Cold Sweat: Show 2020

29.10 – 2.11.2020

Cold Sweat:  Graduation Show 2020

De Dood, Slaghoedje 52, Zaandam, 10:00-20:00, by invitation only ): and masks are required (:

Veronika Babayan, Constantin Dichtl, Janina Fritz, Natalia Jordanova, Cóilín O’Connell, Octave Rimbert-Rivière, Sara Santana López, Sophia Simensky and Linda Stauffer.

‘On Flatness and Of Roundness: Reflections on the exhibition by Sophie T. Lvoff’

Two street performers are at odds with one another, in a turf war in Times Square. One is painted entirely gold, and the other is silver: cheap suits, shoes, rolling suitcases and all. They pose as statues for selfies in quasi-precision for a couple dollars a pop. There’s not enough space for the both of them, they quarrel, and their contrasting metallic paint is mixed, ruining their respective mono-metal-tone, tarnishing the facade and bringing these characters down to earth like two subway rats fighting over a pizza crust.

Why must there be such an obvious contention between noble materials? Because it’s a movie, babe.

In similitude, and in subsequent harmony, Cold Sweat offers a thesis on the (il)logic of opposing descriptors: flatness and roundness. The nine artists in this exhibition demonstrate these terms in their artistic production during a time when our collective reality is based on other vexing polarities: sick or not sick, zoomed in or zoomed out, plant milk or animal milk, melted or frozen, blue or red, natural or artificial, Goldman or Silverman, house or techno, likin’ pictures but not returnin’ texts, individual or collective, letting go or holding on for dear life.

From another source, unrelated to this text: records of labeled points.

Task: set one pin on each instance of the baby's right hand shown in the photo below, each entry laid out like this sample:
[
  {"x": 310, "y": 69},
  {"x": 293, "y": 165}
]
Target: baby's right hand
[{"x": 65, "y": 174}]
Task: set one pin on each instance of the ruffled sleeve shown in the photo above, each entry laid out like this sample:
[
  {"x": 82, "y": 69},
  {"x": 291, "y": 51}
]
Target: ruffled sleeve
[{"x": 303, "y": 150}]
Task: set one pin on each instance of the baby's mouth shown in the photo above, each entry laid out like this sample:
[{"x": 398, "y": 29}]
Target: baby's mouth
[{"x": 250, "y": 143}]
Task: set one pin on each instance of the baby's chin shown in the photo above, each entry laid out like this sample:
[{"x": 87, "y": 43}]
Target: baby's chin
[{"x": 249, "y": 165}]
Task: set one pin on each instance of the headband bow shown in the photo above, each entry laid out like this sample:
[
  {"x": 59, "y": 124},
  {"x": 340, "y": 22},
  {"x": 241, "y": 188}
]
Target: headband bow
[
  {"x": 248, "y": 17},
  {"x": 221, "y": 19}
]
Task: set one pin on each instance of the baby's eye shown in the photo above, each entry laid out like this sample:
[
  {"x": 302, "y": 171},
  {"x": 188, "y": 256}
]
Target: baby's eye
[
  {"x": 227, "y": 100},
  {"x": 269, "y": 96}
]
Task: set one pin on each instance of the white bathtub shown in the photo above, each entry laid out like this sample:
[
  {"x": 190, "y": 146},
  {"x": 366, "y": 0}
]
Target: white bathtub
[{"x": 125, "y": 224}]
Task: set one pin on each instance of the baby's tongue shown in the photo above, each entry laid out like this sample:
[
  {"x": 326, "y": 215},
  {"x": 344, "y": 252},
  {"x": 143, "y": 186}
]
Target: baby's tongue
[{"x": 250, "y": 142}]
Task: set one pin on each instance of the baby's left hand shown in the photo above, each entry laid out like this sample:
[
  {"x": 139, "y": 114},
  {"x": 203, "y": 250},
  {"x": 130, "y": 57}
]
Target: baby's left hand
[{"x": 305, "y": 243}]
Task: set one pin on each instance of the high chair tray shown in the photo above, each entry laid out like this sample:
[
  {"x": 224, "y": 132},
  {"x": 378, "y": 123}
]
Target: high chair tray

Hand blown (up) glass full face masks trickle down from the ceiling like Busta Rhymes’ bodiless amphoric spirit coiling around a coiling fountain where babes bath and volcanos cast their embers. An outstretched leviathan of a coal mining tale is unearthed among the corn, getting life and steel breathed back into it. Fruit is pressed flat, with veins mapping a landscape of love and loss, akin to human flesh. Stony monuments flattened, scanned and captured amongst manicured front lawns and forgotten folklore. Sheets of toxic material melts into columns of fungus, ruins are renewed and the natural fights back to a techno heartbeat of the forest. Have you ever thought about how a puppet is a rounded version of an idea? One that talks and wears many hats? A flattened glacial crack contains infinite depth like gazing into the interior of a crystal ball, or the glass of a forever broken screen. The spoken word, puffed up and made orbicular through multiple voices reading and translating the illuminated flat page.

We find ourselves in front of noble materials, ideas, and forms, not versus one another, but in collaboration, alive and well, existing in physical form at De Dood (The Death). The more we see in front of us here, the more we know, and we don’t have to find an answer to the question of if we want a pizza or a burger in our current flattened worldlessness.

 

1.  Goldman v Silverman. Safdie, Benny & Josh, directors. Elara Pictures, 2020.

2.  “Be Careful.” Track #5, Invasion of Privacy. Atlantic, 2018. Performed by Cardi B.

3.  Rhymes, Busta with Williams, Hype, directors. “What’s It Gonna Be.” E.L.E. (Extinction Level Event): The Final World Front. Elektra, 1999.

4.  Aldous Huxley

5.  Hannah Arendt discussion on ‘worldlessness,’ whereby the sense of shared reality begins to disintegrate when we withdraw from political engagement that we feel is futile. In worldlessness, we isolate ourselves in our own (digital) bubbles where we are only interacting with those that are like-minded, and choices are not necessary.